My nocturnal ruminations about your plight have led me to one conclusion: Sure, sometimes looking is lesbian, but frankly who doesn’t want to look? Case in point: this classic photo of Sophia Loren and Jayne Mansfield from my post “Sneaking a Peek.” So my humble advice is this: Go ahead, look. Live a little!
My favorite femme enchantress of numbers, Sarcozona, just posted on gravity’s rainbow about the appalling conditions faced by workers for luxury labels like Prada, Mulberry and Louis Vuitton. Hundreds of leather workers in 3 DESA factories in Turkey earn poverty wages, work long hours, and suffer from a variety of health complaints linked to poor health and safety conditions. The few toilets they have access to are filthy, and the only drinking water is from a hose on the toilet floor.
I’m sickened that workers who make exhorbitantly expensive products are earning poverty wages and subjected to such abusive conditions. These workers are trying to unionize to improve their working conditions, but they’re being harrassed, dismissed and denied their right to organize.
Go to Labourstart and join their online campaign! It just takes a minute to add your name and tell companies like Prada to support the basic rights of the workers who make their products.
You can check out the article from which my title is taken, “Prada and Mulberry dubbed see no evil, hear no evils twins of high fashion” on Alibaba.com
During the past week, my blog stats registered approximately 2500 views, almost all of them because of Lindsay Lohan. On the highest day of LiLo frenzy, I had over 600 views for my post, “A Lesbian Looks Like…Lindsay Lohan?”
Despite my best efforts to ignore the LiLo frenzy, I too have been drawn back into its orbit. But let me make one thing clear: to those readers who’ve asked me to weigh in on the matter of Lohan’s sexual orientation, you can stop reading now because I won’t be offering my opinion about whether or not Lindsay is lesbian or bisexual, or in or out of the closet. In keeping with my previous analysis of her “post-gay” coming out, I remain agnostic on the question of her sexuality. What interests me is how people seem to be invested in uncovering the “truth” of Lindsay’s desire, and yet remain stuck having the same unproductive conversation over and over again. On message boards and elsewhere, it goes something like this:
Lindsay is a lesbian!!
No she isn’t, it’s just a stage! (Lindsay fan determined to heterosexualize her idol)

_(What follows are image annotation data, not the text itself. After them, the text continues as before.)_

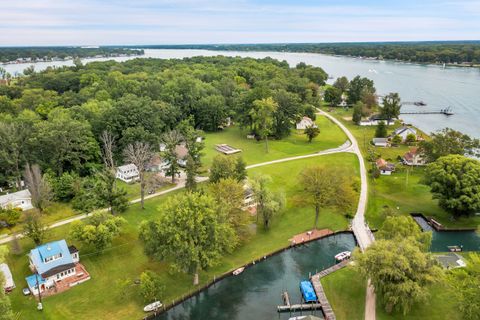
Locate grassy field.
[321,266,367,320]
[8,154,358,319]
[322,267,461,320]
[203,116,347,167]
[322,108,480,228]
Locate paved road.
[319,110,376,320]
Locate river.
[157,233,355,320]
[2,49,480,138]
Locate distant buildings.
[0,189,33,210]
[116,163,140,183]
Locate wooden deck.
[310,260,349,320]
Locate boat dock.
[400,107,454,116]
[310,260,349,320]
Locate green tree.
[161,130,184,183]
[250,97,278,153]
[304,126,320,142]
[208,178,249,238]
[352,101,364,125]
[323,87,342,107]
[299,166,355,229]
[140,270,165,303]
[23,212,47,246]
[448,253,480,320]
[140,193,237,285]
[375,121,388,138]
[251,175,285,229]
[424,155,480,216]
[70,212,127,251]
[420,128,480,162]
[355,238,442,315]
[381,92,402,122]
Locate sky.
[0,0,480,46]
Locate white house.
[0,263,15,292]
[25,240,85,295]
[0,189,33,210]
[402,148,426,166]
[372,138,389,147]
[296,117,317,130]
[116,163,139,183]
[391,126,417,141]
[376,158,395,176]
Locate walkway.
[319,110,376,320]
[310,260,349,320]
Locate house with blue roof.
[25,240,83,295]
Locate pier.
[400,107,454,116]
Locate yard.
[8,154,358,319]
[322,267,461,320]
[203,116,347,167]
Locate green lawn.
[321,266,367,320]
[8,154,358,319]
[203,116,347,167]
[322,108,480,228]
[322,267,461,320]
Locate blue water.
[413,216,480,252]
[157,233,355,320]
[2,49,480,138]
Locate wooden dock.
[310,260,349,320]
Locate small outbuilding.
[296,116,317,130]
[0,189,33,210]
[372,138,390,148]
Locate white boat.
[143,301,162,312]
[335,251,352,261]
[232,267,245,276]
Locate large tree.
[70,212,126,251]
[381,92,402,122]
[250,97,278,153]
[299,166,355,229]
[123,141,154,209]
[424,155,480,215]
[420,128,480,162]
[140,193,237,285]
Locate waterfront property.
[402,148,425,166]
[116,163,140,183]
[25,240,90,295]
[0,189,33,210]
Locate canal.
[156,233,355,320]
[413,216,480,252]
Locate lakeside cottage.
[116,163,140,183]
[390,126,417,142]
[372,138,389,147]
[0,189,33,210]
[296,117,317,130]
[376,158,395,176]
[25,240,90,295]
[402,148,426,166]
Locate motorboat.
[143,301,162,312]
[335,251,352,262]
[232,267,245,276]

Hello, in case you haven’t noticed she’s been with a girl for months! Sam Ronson looks like a dude but he’s a girl. Lindsay is a lez!! (Idiotic straight guy #1)
No, she’s bisexual.
What a waste of a gorgeous girl! (Idiotic straight guy #2)
That makes her hotter! She’s bangin. (Idiotic straight guy #3)

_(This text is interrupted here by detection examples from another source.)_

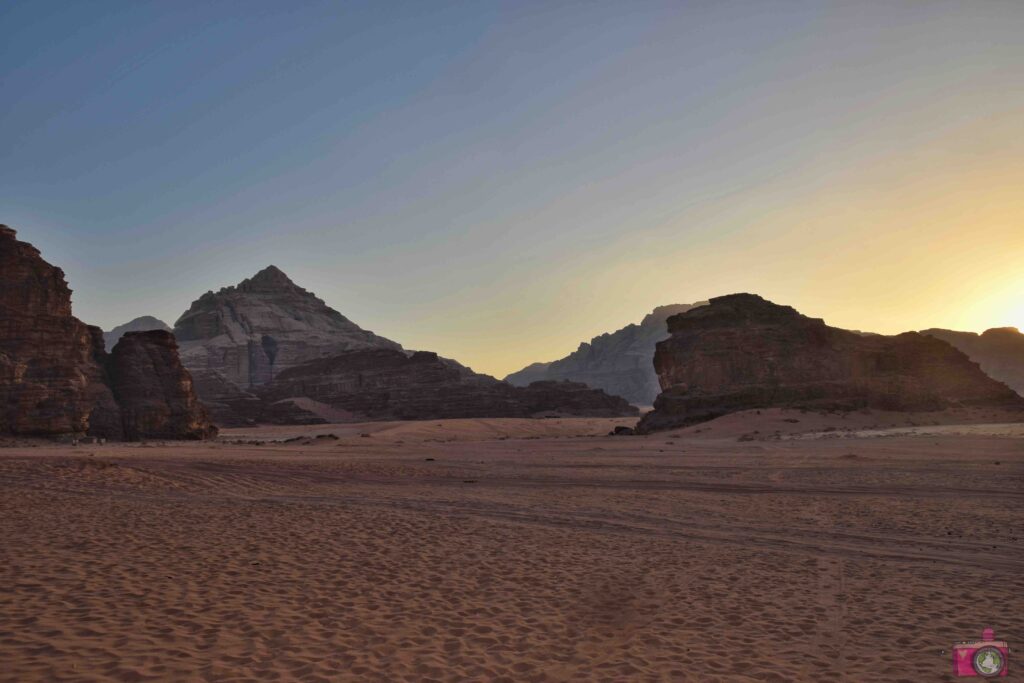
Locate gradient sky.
[0,0,1024,376]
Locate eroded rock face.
[0,226,214,439]
[505,303,702,405]
[0,225,121,438]
[640,294,1024,431]
[103,315,171,353]
[108,330,217,440]
[260,349,637,420]
[174,265,401,389]
[921,328,1024,396]
[175,266,635,426]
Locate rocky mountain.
[921,328,1024,396]
[259,349,638,421]
[174,265,401,391]
[0,225,216,439]
[103,315,171,351]
[174,266,636,426]
[505,303,702,405]
[106,330,217,440]
[640,294,1024,431]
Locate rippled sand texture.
[0,420,1024,683]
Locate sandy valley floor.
[0,414,1024,683]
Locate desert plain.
[0,410,1024,683]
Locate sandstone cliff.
[505,304,701,405]
[0,225,216,439]
[174,265,401,389]
[259,349,637,420]
[921,328,1024,396]
[640,294,1024,431]
[108,330,217,440]
[103,315,171,352]
[175,266,636,426]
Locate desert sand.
[0,412,1024,683]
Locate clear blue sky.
[0,0,1024,375]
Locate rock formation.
[505,303,702,405]
[174,266,635,426]
[174,265,401,399]
[640,294,1024,431]
[258,349,637,421]
[103,315,171,352]
[921,328,1024,396]
[0,225,212,439]
[108,330,216,440]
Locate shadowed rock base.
[639,294,1024,432]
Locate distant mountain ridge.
[103,315,171,352]
[174,265,401,388]
[163,265,636,426]
[921,328,1024,396]
[505,302,707,405]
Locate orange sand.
[0,414,1024,683]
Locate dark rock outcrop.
[103,315,171,353]
[505,303,702,405]
[175,266,635,426]
[174,265,401,389]
[640,294,1024,431]
[921,328,1024,396]
[0,225,216,439]
[108,330,217,440]
[258,349,637,420]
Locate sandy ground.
[0,413,1024,683]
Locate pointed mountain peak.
[247,265,295,287]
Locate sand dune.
[0,416,1024,683]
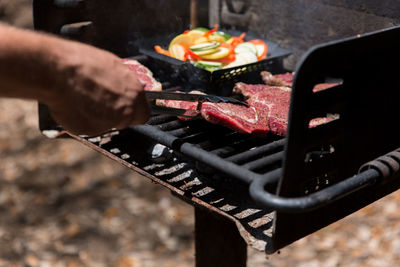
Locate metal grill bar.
[225,139,286,163]
[242,151,283,171]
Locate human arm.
[0,24,149,135]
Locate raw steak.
[234,83,333,136]
[156,91,204,120]
[261,71,338,92]
[201,102,269,136]
[122,59,162,91]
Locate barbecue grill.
[34,0,400,266]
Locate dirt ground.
[0,0,400,267]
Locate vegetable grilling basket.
[139,30,291,96]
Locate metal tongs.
[145,91,248,118]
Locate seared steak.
[233,83,334,136]
[201,102,269,136]
[261,71,338,92]
[123,59,162,91]
[156,91,204,121]
[261,71,294,87]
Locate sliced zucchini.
[189,42,220,52]
[235,42,257,55]
[192,27,209,33]
[211,31,232,41]
[168,44,185,60]
[194,60,222,71]
[201,47,229,60]
[193,47,219,56]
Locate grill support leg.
[195,207,247,267]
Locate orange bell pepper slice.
[204,24,219,38]
[249,39,268,60]
[154,45,171,57]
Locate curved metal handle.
[250,169,381,213]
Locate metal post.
[195,207,247,267]
[190,0,199,29]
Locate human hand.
[45,42,149,135]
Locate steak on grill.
[233,83,334,136]
[122,59,162,91]
[260,71,294,87]
[156,90,204,121]
[201,101,269,136]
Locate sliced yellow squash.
[168,44,185,60]
[168,33,194,53]
[193,47,219,58]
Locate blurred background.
[0,0,400,267]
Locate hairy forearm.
[0,24,69,102]
[0,24,149,134]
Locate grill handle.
[250,148,400,213]
[250,169,381,213]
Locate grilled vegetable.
[194,60,222,71]
[189,42,220,52]
[249,39,268,60]
[154,25,268,71]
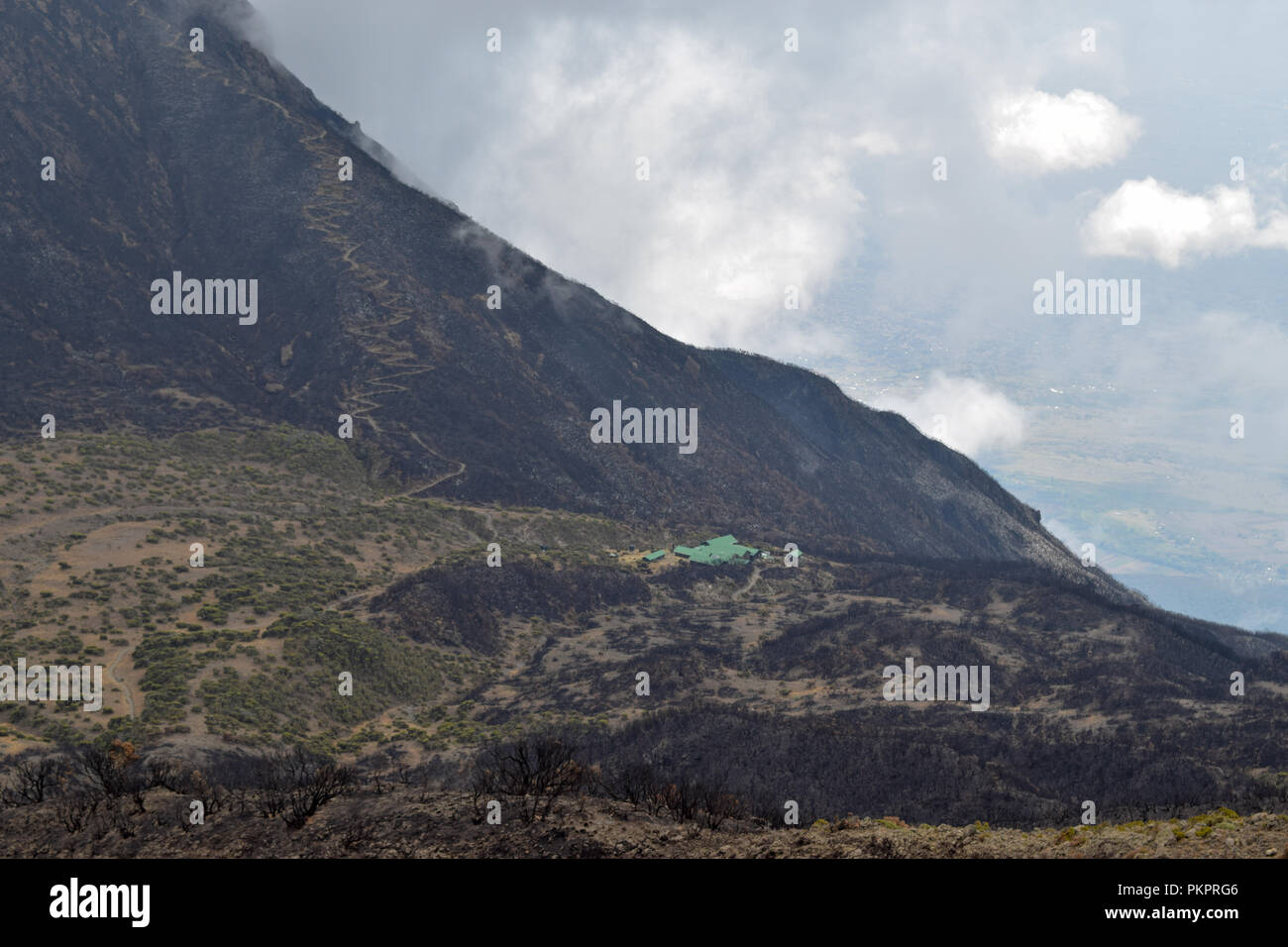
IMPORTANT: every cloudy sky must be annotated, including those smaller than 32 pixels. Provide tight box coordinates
[242,0,1288,631]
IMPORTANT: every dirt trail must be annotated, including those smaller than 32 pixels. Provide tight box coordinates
[107,648,136,716]
[129,0,465,491]
[733,566,760,599]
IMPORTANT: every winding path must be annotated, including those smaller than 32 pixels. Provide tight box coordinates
[107,648,136,716]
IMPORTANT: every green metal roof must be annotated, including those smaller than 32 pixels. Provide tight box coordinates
[675,533,760,566]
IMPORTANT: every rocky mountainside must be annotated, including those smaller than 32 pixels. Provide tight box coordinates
[0,0,1129,584]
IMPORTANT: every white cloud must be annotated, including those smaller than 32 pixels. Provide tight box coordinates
[988,89,1140,174]
[875,372,1024,458]
[427,21,881,349]
[1082,177,1288,269]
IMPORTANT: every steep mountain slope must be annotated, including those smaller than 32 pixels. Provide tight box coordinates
[0,0,1108,600]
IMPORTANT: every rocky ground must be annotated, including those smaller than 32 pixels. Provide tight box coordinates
[0,786,1288,858]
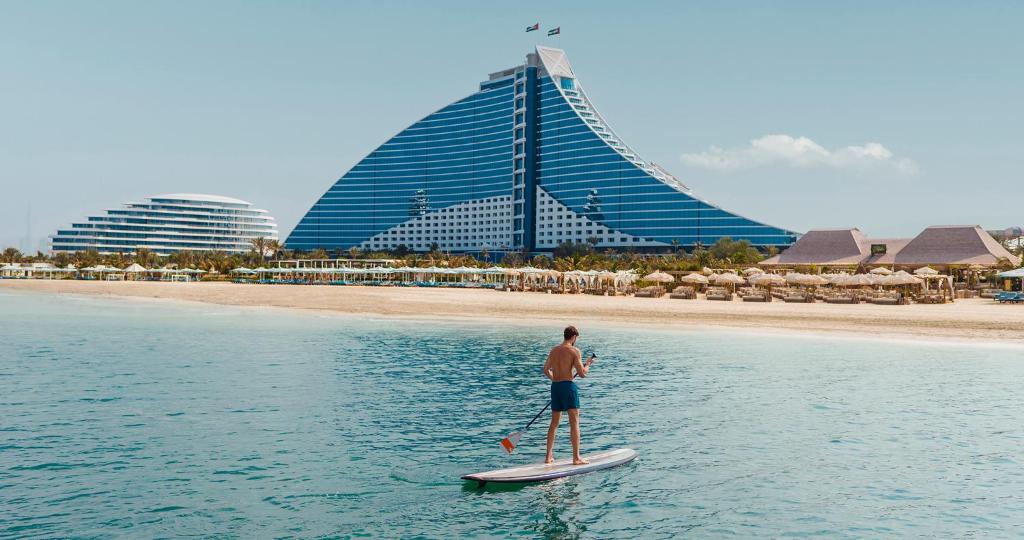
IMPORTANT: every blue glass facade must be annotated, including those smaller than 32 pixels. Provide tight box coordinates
[287,47,795,251]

So what if she is a lesbian or bisexual. She’s awesome and gorgeous! Leave Lindsay alone!
With a level of discourse this high, what’s left for your favorite sublimely femme queer theorist to say?! Well, really just this. There seem to be two dominant schools of thought about Lindsay’s sexuality, both of which turn on the “problem” of her femininity. The first position, which I’ve written about before, is that she couldn’t really be a lesbian because, hell, just look at her! The other position is the inversion of the first. It claims that Samantha Ronson is a real lesbian (hell, just look at her!) and Lindsay wouldn’t chose a girl like that unless she was herself really queer. In this reading, it’s the butch’s supposedly irrefutable lesbian appearance that provides evidence for the femme’s queerness. However, in both cases, queer femininity is fundamentally framed not just as a contradiction in terms but as a disappearing act.
In her song titled “Rumors,” (insert ironic aside of your choice) Lindsay sings, “I just want to be me.” But how do you come to terms with yourself in a world that doesn’t even see you?